Низкий, хрипловатый, абсолютно спокойный голос Коровина в самом ухе.

Он вошёл в палату на звук тревоги. Быстро, не окликая, потому что старые фельдшеры по одному тону кардиомонитора понимают, что происходит, раньше, чем открывают дверь. Оценил ситуацию за долю секунды. Увидел Веронику, рванувшую к койке. И поступил так, как поступал тридцать лет у десятков реанимаций: встал позади родственника и перехватил.

— Не мешай им работать, — произнёс он ей в ухо негромко. — Не мешай, Ника. Они делают всё. Ты сейчас им под руку только. Дай им работать.

— Пусти, — хрипло попросила она, не поворачивая головы. — Пусти, Захар Петрович, я помогу, я…

— Ника.

Одно слово. Одно-единственное. Но в тембре, каким оно было произнесено, стояло столько всего… И тридцать лет опыта, и сочувствие без сюсюканья, и железная уверенность, что сейчас будет так, как сказал он, что она задохнулась и замерла.

— Они лекари, — продолжил Коровин всё тем же тихим, ровным тоном, глядя мимо её виска на происходящее у койки. — А ты сейчас не лекарь. Ты невеста. И невеста не качает массаж, Ника. Невеста стоит и ждёт. Стисни зубы и жди.

— Он же умирает…

— Он живёт, — отрезал старый фельдшер с железной нежностью. — Пока они качают, он живёт. Не отнимай у него эти минуты, Ника.

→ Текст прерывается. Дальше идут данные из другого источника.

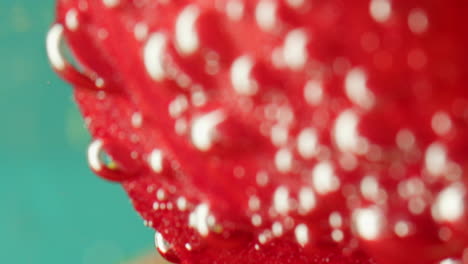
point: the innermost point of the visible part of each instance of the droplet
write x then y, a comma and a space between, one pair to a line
164, 248
186, 36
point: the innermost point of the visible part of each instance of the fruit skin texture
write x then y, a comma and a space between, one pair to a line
280, 131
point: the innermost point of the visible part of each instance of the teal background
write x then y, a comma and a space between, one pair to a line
52, 208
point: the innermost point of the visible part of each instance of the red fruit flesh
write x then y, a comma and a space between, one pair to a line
287, 131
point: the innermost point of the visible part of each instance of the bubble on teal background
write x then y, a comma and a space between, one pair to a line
52, 208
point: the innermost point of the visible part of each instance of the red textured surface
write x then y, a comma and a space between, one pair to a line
414, 79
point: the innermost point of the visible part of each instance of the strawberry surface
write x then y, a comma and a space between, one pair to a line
279, 131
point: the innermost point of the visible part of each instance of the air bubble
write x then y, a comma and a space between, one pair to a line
165, 248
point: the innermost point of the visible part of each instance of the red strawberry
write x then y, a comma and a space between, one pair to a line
279, 131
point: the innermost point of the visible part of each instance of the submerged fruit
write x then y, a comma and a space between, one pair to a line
279, 131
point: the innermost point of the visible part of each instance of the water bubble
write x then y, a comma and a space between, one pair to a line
165, 248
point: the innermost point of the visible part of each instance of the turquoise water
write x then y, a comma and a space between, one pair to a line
52, 208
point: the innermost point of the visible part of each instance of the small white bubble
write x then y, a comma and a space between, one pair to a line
155, 160
111, 3
161, 195
405, 139
337, 235
186, 37
283, 160
277, 229
436, 158
235, 9
295, 49
256, 220
307, 143
368, 222
281, 200
140, 31
240, 74
203, 130
279, 135
441, 123
182, 203
335, 220
345, 131
324, 179
402, 228
450, 204
254, 203
161, 244
357, 90
153, 55
262, 178
198, 219
71, 19
370, 188
265, 15
302, 234
137, 120
307, 200
418, 21
313, 92
380, 10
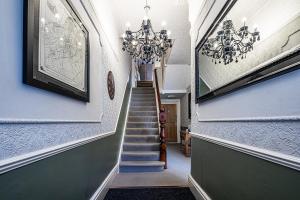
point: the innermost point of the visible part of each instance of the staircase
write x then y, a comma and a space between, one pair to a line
141, 148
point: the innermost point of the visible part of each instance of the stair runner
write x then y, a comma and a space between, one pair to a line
141, 142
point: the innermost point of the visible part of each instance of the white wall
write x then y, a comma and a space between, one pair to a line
177, 77
20, 102
265, 115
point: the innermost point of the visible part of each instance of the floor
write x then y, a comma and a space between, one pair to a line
176, 175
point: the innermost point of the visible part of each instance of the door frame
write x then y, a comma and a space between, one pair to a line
177, 102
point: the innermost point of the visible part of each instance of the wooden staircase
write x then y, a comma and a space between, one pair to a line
142, 144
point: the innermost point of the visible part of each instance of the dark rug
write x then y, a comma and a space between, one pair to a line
159, 193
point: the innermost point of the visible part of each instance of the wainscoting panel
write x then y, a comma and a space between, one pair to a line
71, 175
226, 174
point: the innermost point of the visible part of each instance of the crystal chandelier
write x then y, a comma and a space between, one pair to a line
146, 45
229, 45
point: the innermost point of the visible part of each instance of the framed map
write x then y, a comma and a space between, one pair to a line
56, 48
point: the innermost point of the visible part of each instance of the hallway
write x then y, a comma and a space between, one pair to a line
99, 97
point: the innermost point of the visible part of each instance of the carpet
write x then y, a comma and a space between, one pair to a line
154, 193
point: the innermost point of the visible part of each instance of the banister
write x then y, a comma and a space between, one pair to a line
162, 122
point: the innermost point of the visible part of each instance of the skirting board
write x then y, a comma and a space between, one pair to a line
198, 192
103, 188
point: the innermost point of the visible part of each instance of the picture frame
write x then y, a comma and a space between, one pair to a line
56, 48
273, 67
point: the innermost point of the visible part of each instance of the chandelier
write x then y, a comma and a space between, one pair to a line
146, 45
229, 45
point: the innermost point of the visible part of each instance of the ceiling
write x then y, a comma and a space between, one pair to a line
174, 12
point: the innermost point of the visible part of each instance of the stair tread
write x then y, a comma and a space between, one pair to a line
143, 111
141, 143
142, 163
138, 153
142, 128
132, 122
146, 136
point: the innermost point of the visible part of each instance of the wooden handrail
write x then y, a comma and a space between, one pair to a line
162, 122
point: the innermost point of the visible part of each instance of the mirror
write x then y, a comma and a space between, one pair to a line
247, 43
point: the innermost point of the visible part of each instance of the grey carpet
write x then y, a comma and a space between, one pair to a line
161, 193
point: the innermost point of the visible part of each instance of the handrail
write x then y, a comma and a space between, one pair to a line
162, 122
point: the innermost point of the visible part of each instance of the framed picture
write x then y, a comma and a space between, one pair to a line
56, 48
247, 43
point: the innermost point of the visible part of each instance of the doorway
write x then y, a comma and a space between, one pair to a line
171, 122
145, 71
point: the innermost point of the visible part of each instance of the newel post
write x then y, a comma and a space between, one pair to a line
163, 145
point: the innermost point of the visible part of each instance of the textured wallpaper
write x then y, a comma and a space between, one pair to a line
18, 139
184, 115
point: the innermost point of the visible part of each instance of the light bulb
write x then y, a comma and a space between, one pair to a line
134, 42
127, 24
57, 16
244, 19
145, 18
43, 20
255, 26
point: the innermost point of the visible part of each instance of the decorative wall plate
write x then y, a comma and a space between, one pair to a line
111, 85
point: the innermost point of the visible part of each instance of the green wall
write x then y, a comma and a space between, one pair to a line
74, 174
226, 174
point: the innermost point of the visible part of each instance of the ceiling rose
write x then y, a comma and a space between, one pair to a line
145, 45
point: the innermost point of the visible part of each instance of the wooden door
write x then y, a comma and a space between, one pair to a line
171, 123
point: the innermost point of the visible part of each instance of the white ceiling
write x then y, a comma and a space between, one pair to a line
174, 12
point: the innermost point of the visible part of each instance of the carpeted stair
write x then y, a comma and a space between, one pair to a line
141, 142
159, 193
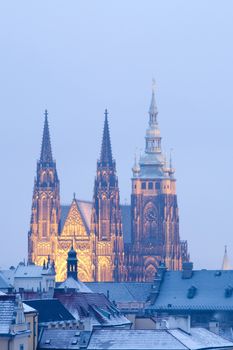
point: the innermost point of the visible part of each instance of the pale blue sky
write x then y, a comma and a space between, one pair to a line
76, 58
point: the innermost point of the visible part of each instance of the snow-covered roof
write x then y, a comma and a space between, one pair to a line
28, 309
200, 338
71, 283
7, 309
204, 290
94, 307
156, 339
122, 291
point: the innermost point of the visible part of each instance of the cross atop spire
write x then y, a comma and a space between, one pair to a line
226, 262
106, 149
46, 150
153, 111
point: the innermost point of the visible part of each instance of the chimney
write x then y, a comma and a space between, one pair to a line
187, 270
155, 287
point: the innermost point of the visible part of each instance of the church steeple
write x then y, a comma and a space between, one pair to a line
106, 149
153, 138
45, 216
153, 111
226, 262
106, 223
46, 149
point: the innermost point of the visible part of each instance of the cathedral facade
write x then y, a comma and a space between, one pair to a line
113, 242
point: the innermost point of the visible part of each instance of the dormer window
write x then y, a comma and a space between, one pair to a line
143, 186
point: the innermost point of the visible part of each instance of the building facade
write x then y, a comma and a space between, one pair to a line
113, 242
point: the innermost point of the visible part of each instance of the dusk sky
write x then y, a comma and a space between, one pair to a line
77, 58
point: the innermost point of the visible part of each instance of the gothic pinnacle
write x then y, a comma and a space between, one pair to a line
153, 111
106, 150
46, 149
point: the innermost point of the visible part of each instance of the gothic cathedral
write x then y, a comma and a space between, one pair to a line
113, 242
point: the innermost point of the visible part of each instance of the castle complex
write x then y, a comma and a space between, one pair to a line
113, 242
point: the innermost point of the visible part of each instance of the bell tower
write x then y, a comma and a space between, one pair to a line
154, 208
72, 264
106, 222
45, 214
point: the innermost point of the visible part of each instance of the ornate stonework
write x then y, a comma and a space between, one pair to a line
95, 229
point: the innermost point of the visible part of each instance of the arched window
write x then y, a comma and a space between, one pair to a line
150, 273
150, 222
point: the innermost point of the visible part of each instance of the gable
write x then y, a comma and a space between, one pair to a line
73, 224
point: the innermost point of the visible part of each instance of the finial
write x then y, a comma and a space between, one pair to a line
153, 85
171, 149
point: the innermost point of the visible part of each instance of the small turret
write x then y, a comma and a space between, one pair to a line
136, 167
72, 264
226, 262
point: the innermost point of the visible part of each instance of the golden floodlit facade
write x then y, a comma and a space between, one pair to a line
113, 242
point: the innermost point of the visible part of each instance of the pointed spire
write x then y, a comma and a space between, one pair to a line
153, 111
106, 150
46, 150
226, 262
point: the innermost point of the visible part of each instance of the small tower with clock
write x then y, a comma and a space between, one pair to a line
154, 209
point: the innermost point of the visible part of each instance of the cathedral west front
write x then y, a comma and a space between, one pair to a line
113, 242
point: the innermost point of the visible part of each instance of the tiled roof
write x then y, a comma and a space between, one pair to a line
63, 339
7, 308
50, 310
133, 339
122, 291
71, 283
23, 271
205, 290
156, 340
91, 305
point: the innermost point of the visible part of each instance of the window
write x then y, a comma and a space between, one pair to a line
143, 185
150, 186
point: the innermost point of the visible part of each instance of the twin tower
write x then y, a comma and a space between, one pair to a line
113, 242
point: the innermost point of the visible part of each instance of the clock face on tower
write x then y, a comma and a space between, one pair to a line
150, 214
150, 226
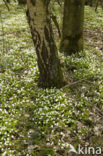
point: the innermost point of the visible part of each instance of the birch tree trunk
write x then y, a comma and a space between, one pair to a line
72, 31
42, 35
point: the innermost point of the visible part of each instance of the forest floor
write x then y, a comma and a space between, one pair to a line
45, 122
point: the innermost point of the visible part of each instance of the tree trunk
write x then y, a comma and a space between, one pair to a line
72, 31
22, 2
41, 30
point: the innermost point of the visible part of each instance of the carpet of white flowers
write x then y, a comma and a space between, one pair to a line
44, 122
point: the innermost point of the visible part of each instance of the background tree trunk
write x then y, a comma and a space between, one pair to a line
22, 2
72, 31
41, 30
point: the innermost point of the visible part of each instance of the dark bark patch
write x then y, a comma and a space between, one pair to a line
33, 2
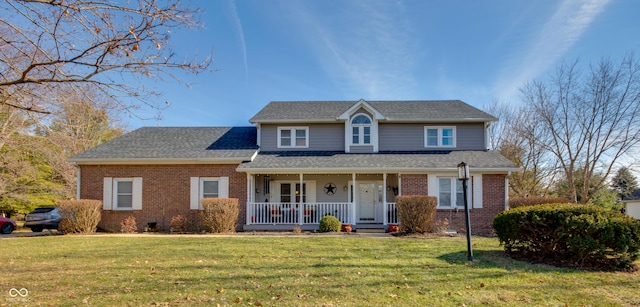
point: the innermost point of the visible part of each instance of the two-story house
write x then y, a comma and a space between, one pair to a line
301, 161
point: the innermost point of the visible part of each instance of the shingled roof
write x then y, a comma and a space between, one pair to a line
397, 111
175, 144
327, 162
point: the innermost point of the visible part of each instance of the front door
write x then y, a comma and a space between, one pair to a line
367, 201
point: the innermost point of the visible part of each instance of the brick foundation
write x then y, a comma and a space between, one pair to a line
165, 191
493, 201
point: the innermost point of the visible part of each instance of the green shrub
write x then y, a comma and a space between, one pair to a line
220, 215
516, 202
129, 225
416, 213
179, 224
330, 223
572, 235
79, 216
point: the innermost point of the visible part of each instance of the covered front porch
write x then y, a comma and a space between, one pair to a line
282, 201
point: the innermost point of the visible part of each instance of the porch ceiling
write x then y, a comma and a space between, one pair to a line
334, 162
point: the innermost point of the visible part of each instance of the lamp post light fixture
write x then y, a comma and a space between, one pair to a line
463, 175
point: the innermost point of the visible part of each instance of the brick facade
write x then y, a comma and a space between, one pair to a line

И она обмякла, как это делает человек у которого разом отобрали все аргументы, и осталось только стоять, прижатой к чужой груди, и смотреть.

Тарасов стоял у койки.

Виски его ещё пятнадцать минут назад были русыми, с редкой проседью, а сейчас, за минуты реанимации, в этой проседи проступили новые белые пряди, и они увеличивались от разряда к разряду. Прямо на глазах у Вероники.

Руки его продолжали массаж ровным, нечеловеческим, почти механическим ритмом, но лицо превратилось в маску загнанного человека.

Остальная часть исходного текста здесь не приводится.